Today was such a tough day. The boys, who were exhausted yesterday, all woke up by 6:30 a.m. Jonah was up by 6. They needed the extra sleep! And they seemed to wake up with the predisposition to irritate each other. By 7:30 I was already sitting them in separate places because they couldn't stop doing things to rile the other up. Oh my ...
Even though there were a couple times I got a bit of reprieve (i.e., needing to work for an hour, so my dad and sister helped out, and then an hour at the wading pool with the boys to run energy out) ... it felt like right back into it once I got home. And I kept looking around my house, which was spotless on Thursday from the showing the previous day, and feeling completely defeated and overwhelmed by the toys strewn about, the kitchen that needed dishes to be washed and dried, etc. Having to get it back to show-ready, as always.
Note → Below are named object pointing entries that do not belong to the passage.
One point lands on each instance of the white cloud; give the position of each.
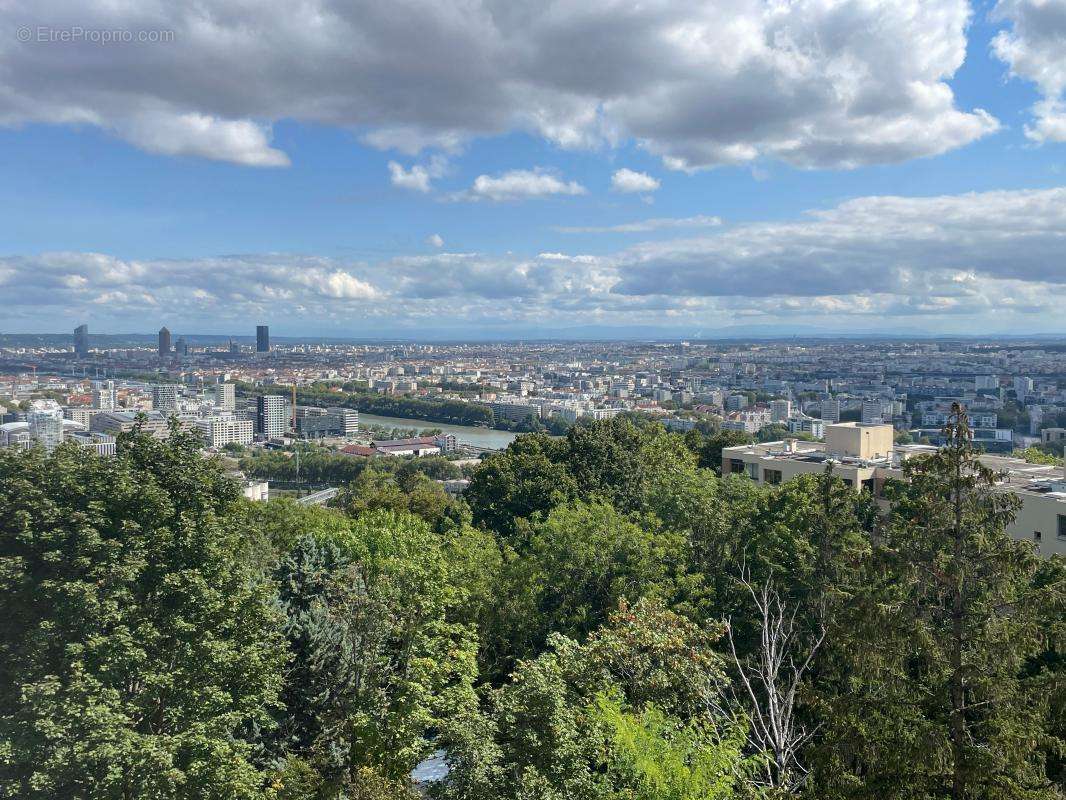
(417, 178)
(520, 185)
(1035, 49)
(644, 226)
(816, 83)
(998, 258)
(627, 180)
(240, 141)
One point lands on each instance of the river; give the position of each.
(478, 436)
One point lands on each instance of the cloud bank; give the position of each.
(996, 256)
(817, 83)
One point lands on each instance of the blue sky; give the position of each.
(133, 193)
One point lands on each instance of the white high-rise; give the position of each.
(780, 410)
(164, 397)
(46, 422)
(225, 398)
(105, 396)
(272, 419)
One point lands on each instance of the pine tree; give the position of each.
(940, 706)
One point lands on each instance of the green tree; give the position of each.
(528, 477)
(139, 656)
(940, 706)
(569, 571)
(630, 714)
(377, 659)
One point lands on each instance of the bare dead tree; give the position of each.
(772, 677)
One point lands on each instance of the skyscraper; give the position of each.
(46, 422)
(81, 341)
(271, 417)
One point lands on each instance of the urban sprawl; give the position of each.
(785, 408)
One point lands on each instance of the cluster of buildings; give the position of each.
(1015, 393)
(865, 456)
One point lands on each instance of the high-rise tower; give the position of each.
(81, 341)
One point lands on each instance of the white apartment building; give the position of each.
(830, 411)
(46, 422)
(164, 397)
(225, 430)
(780, 411)
(225, 398)
(105, 397)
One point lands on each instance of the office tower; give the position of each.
(272, 419)
(81, 341)
(46, 422)
(780, 410)
(164, 397)
(224, 397)
(1022, 387)
(830, 411)
(103, 395)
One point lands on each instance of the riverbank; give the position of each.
(479, 436)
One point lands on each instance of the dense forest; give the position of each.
(600, 617)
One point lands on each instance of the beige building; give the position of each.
(863, 457)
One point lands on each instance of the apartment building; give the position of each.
(226, 430)
(865, 457)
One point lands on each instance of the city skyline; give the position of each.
(785, 169)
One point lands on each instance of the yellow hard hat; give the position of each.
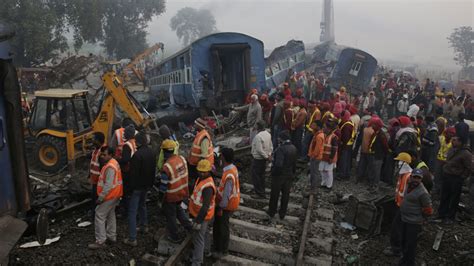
(204, 166)
(168, 144)
(403, 156)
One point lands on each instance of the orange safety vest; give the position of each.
(195, 202)
(351, 140)
(117, 187)
(94, 167)
(401, 188)
(234, 199)
(177, 169)
(316, 115)
(120, 136)
(315, 148)
(196, 152)
(327, 147)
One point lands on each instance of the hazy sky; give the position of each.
(407, 30)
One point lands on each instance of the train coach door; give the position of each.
(231, 72)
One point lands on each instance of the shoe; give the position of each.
(97, 245)
(389, 252)
(217, 255)
(129, 242)
(172, 240)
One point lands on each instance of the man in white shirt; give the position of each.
(262, 149)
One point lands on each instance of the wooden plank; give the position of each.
(179, 252)
(307, 222)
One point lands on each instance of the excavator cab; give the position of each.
(57, 118)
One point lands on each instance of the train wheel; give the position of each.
(50, 152)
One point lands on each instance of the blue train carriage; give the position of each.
(213, 71)
(281, 60)
(354, 68)
(14, 186)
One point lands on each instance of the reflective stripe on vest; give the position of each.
(421, 165)
(195, 155)
(94, 168)
(117, 188)
(195, 201)
(120, 137)
(311, 120)
(351, 140)
(400, 188)
(327, 147)
(133, 146)
(234, 198)
(177, 170)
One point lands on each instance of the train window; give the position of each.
(355, 68)
(174, 63)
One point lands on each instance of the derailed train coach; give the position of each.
(214, 71)
(344, 66)
(284, 59)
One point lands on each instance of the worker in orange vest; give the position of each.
(227, 201)
(404, 172)
(98, 140)
(109, 192)
(174, 185)
(202, 149)
(201, 208)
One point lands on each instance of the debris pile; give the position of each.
(77, 72)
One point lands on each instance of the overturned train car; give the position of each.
(282, 60)
(344, 66)
(214, 71)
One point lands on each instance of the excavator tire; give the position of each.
(50, 153)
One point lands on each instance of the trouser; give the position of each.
(280, 184)
(173, 211)
(451, 189)
(297, 138)
(308, 137)
(396, 233)
(375, 171)
(327, 178)
(388, 168)
(105, 223)
(314, 175)
(345, 162)
(199, 242)
(409, 237)
(136, 205)
(253, 133)
(275, 132)
(94, 200)
(362, 169)
(193, 175)
(221, 232)
(438, 176)
(258, 175)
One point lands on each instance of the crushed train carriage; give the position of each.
(214, 71)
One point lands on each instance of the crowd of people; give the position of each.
(392, 136)
(413, 138)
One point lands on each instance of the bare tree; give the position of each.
(191, 24)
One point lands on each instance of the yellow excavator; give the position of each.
(62, 125)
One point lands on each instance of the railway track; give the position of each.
(304, 237)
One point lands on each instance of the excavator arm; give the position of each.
(117, 95)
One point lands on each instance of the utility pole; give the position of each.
(327, 22)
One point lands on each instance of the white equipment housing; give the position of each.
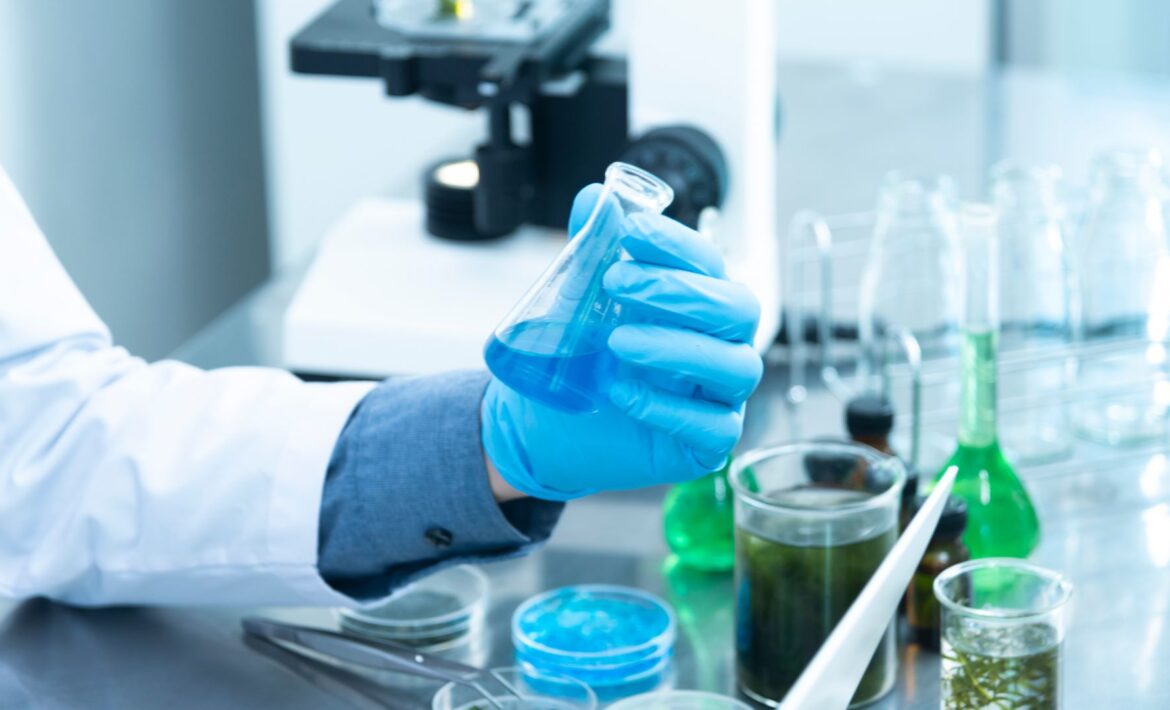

Mid-afternoon, I had put Matthias down for a nap (although he was sitting in his crib talking to himself, rather than sleeping), the boys were drawing a picture on the table for a moment, and I sat on the couch and cried. Tired. Missing Eli. Overwhelmed. Alone. Probably hormonal.
After letting the tears escape for awhile, I felt a Jonah hand on my arm. He handed me a tissue and whispered to Reuben, "I think we had better take care of Mommy. She is missing Daddy." He laid his head on my shoulder and prayed for me in his own sweet words. I remembered what I had written earlier this week about seeing the beauty in what would be a tough 9 days for me.
Their little struggles continued on the rest of the day = ) I wish I could say I feel like I emerged triumphant ... but I'm finishing the day okay. Took a bit of time for myself once Matthias finally fell asleep and the boys were settled with a game to play and refocused. We had to run to Target anyway, and ended up seeing our friends there, who stopped and talked with me for a bit. It was actually a wonderfully bright spot in my day. Talked to adults, laughed, the boys laughed and hid in clothes' racks, and Matthias let someone else hold him! When I was walking to the register to pay for my things, I was just grinning.
We still had moments of tears and frustration from one tired 4 year old once we were back home ... but all three boys are now asleep - hopefully for a good long night of sleep! Mommy is about to join them. Amidst the challenges, those small moments of light mattered sooooooooo much today.